Pare sia il nuovo slogan che accompagna, come una hit parade dei tormentoni estivi, questi giorni che ci preparano all’inizio del tempo di Avvento: “Salviamo il Natale”.
Salvare il Natale da chi e da cosa?
Già l’espressione mi crea difficoltà. Salvare il Natale? Da chi? Da che cosa? E, soprattutto, quale Natale dovremmo impegnarci a salvare? Per me, cristiano, il Natale è la nascita di Gesù Cristo, la nascita del Salvatore. Dovremmo quindi noi salvare il Salvatore, ossia Colui nel quale siamo salvati? Bah, mi sembra che siamo completamente fuori strada. Il Natale, almeno quello cristiano, non ha bisogno che alcuno lo salvi. Se il 25 Dicembre, che per i cristiani è il giorno del Natale del Signore, ci sarà qualcuno che, riunendosi nel nome di Gesù, celebrerà l’Eucarestia, quella sarà la celebrazione del Natale del Signore. Altro non serve.

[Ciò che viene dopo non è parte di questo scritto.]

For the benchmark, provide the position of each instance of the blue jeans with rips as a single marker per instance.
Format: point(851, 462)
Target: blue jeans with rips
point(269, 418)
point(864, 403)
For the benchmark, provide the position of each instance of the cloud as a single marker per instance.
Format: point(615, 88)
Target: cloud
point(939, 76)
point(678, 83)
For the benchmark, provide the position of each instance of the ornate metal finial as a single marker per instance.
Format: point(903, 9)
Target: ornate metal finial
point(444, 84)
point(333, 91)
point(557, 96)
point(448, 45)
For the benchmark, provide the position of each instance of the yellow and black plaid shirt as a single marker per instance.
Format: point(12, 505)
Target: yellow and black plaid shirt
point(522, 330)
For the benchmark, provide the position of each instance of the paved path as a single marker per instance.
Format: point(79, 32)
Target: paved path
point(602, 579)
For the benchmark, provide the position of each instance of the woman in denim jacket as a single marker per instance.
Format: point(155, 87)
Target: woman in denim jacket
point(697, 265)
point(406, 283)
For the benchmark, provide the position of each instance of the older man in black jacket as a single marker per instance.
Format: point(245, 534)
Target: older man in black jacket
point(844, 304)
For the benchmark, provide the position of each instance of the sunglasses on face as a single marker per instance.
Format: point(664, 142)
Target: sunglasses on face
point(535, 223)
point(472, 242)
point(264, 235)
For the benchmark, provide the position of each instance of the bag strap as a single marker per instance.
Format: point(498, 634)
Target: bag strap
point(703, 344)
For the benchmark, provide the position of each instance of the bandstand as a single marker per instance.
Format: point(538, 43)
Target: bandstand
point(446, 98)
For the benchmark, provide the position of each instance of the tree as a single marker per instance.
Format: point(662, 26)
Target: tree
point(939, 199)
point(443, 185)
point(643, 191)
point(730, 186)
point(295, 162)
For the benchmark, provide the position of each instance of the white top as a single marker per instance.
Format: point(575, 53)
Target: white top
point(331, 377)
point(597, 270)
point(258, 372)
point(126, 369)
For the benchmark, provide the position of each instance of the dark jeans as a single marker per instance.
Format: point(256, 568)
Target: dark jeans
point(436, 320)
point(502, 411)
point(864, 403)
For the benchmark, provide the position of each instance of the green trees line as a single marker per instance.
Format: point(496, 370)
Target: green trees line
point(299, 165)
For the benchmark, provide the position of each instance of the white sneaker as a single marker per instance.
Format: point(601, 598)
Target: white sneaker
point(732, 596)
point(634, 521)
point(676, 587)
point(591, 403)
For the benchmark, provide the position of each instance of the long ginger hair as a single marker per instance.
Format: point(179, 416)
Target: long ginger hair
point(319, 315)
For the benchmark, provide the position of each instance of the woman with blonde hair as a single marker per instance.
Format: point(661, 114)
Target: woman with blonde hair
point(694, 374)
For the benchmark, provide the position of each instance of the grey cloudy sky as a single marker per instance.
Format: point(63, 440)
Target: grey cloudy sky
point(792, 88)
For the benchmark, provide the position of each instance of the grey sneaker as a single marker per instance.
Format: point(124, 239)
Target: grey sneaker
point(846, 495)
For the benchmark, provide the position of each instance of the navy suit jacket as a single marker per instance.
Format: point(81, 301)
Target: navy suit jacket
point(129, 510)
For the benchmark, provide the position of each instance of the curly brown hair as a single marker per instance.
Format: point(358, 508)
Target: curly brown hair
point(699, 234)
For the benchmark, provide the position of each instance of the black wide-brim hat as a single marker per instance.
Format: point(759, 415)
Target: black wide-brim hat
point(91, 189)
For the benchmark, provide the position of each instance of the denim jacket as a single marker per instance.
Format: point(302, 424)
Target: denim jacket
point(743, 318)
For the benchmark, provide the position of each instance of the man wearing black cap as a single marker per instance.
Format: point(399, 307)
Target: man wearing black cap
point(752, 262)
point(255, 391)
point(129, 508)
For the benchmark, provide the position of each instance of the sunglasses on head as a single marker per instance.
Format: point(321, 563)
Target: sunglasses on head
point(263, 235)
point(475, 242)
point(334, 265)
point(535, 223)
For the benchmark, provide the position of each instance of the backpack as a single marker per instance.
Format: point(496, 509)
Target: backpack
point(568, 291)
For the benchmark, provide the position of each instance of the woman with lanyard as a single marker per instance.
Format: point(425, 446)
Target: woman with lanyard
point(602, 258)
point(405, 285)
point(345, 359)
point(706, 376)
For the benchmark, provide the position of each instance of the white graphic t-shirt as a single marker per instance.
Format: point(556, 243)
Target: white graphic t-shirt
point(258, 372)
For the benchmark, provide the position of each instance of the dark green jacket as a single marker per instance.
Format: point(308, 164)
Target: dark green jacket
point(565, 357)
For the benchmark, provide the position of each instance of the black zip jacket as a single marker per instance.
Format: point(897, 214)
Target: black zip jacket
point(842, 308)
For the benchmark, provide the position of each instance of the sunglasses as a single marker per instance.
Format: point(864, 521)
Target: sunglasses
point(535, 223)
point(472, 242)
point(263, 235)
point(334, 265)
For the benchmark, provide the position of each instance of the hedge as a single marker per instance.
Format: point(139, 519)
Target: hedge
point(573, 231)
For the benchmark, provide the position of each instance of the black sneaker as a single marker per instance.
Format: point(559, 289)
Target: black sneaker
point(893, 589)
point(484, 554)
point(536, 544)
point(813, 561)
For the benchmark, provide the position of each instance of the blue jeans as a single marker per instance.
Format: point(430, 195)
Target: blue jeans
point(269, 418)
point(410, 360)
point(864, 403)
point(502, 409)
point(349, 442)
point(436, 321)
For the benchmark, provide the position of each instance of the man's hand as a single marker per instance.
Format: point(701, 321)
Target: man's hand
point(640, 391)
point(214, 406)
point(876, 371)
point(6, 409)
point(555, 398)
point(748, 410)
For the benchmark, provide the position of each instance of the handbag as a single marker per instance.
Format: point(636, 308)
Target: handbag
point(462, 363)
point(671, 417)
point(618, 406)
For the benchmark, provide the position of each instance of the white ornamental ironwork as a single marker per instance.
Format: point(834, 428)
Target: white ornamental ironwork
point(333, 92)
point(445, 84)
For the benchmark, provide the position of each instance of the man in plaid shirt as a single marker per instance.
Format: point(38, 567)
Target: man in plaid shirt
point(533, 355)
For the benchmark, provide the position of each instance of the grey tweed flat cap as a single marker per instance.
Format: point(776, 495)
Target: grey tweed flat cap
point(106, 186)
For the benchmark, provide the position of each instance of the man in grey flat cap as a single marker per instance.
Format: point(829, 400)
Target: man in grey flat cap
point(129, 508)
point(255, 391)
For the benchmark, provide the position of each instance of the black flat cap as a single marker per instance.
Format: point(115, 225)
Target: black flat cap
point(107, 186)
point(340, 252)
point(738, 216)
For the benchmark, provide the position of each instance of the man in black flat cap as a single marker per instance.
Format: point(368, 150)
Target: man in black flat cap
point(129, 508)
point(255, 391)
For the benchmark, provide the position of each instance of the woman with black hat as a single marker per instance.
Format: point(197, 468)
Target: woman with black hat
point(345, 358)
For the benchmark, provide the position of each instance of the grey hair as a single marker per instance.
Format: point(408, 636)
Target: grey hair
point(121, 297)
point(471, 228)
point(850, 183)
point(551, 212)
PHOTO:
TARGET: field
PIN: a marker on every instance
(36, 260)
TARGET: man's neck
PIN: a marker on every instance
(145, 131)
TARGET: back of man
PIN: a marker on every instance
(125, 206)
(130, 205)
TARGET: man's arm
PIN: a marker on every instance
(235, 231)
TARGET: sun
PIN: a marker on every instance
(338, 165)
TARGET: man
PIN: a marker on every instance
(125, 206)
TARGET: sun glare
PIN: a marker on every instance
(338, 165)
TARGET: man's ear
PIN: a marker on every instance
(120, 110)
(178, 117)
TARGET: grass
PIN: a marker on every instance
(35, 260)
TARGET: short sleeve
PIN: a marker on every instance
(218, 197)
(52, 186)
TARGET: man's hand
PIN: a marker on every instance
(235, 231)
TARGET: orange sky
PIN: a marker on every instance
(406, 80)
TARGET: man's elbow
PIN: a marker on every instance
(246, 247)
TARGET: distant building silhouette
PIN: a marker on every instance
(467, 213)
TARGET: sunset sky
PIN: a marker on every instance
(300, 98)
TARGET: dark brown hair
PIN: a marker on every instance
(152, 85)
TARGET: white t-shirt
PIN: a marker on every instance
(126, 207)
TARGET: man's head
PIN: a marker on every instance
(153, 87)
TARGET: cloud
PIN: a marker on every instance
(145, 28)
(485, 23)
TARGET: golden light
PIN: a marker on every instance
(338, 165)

Forse quelli che devono impegnarsi a salvarsi siamo noi. In questo momento delicato, la salvezza della salute nostra e degli altri siamo noi. Saranno vacanze di Natale diverse, lo sappiamo. Eppure, ci daranno la possibilità di vivere il Natale per ciò che autenticamente è. Nel Natale, Dio si mostra come Padre che dona al mondo il Figlio, nell’Incarnazione; e, nel Figlio, noi siamo figli e tra noi fratelli. Da tempo non abbiamo una possibilità come questa per vivere il Natale da fratelli. Non ci saranno cene e pranzi con tante persone, ma potremo goderci le nostre famiglie, prendendoci una pausa dalla frenesia che caratterizza i nostri giorni.
Potrebbe essere un Natale più fraterno
Non solo, ci sarà la possibilità di fare del bene a tutti, senza strafare, ma semplicemente non facendo ciò che può nuocere a qualcuno. La fraternità che il Natale ci consegna da vivere risiede anche in questo, perché il primo modo di fare il bene è quello di evitare di fare il male. Dovremo essere bravi, evitando situazioni che possono permettere a quel Coronavirus che sta diventando pesante, dopo tanti mesi (ormai, quasi un anno!), di continuare ancora per molto a darci noia.
Un operatore del settore mi raccontava che ha già ricevuto molte prenotazioni per sci, snowboard, ecc.: ecco, questo non è da fare! Io spero che chi governa provveda a promulgare leggi e decreti su questo aspetto, perché dove il buon senso della gente non arriva, deve arrivare la legge e devono arrivare controlli severi. Non si dovranno aprire gli impianti sciistici, non possiamo permetterci l’egoismo di chi dice: “Apriamo per un mese, guadagniamo e poi, se dovremo stare in zona rossa due mesi perché riprendono i contagi, pazienza…”. Capisco perfettamente la fatica, comprendo la necessità di lavorare e il fatto che, per chi lavora nel settore turistico, come in quelli relativi alle case vacanze, ai ristoranti ecc., non aprire significherà avere una perdita importante. Su questo, sarà fondamentale che il governo e le istituzioni sul territorio mettano in campo ogni sforzo possibile per aiutare i settori dell’economia più in difficoltà.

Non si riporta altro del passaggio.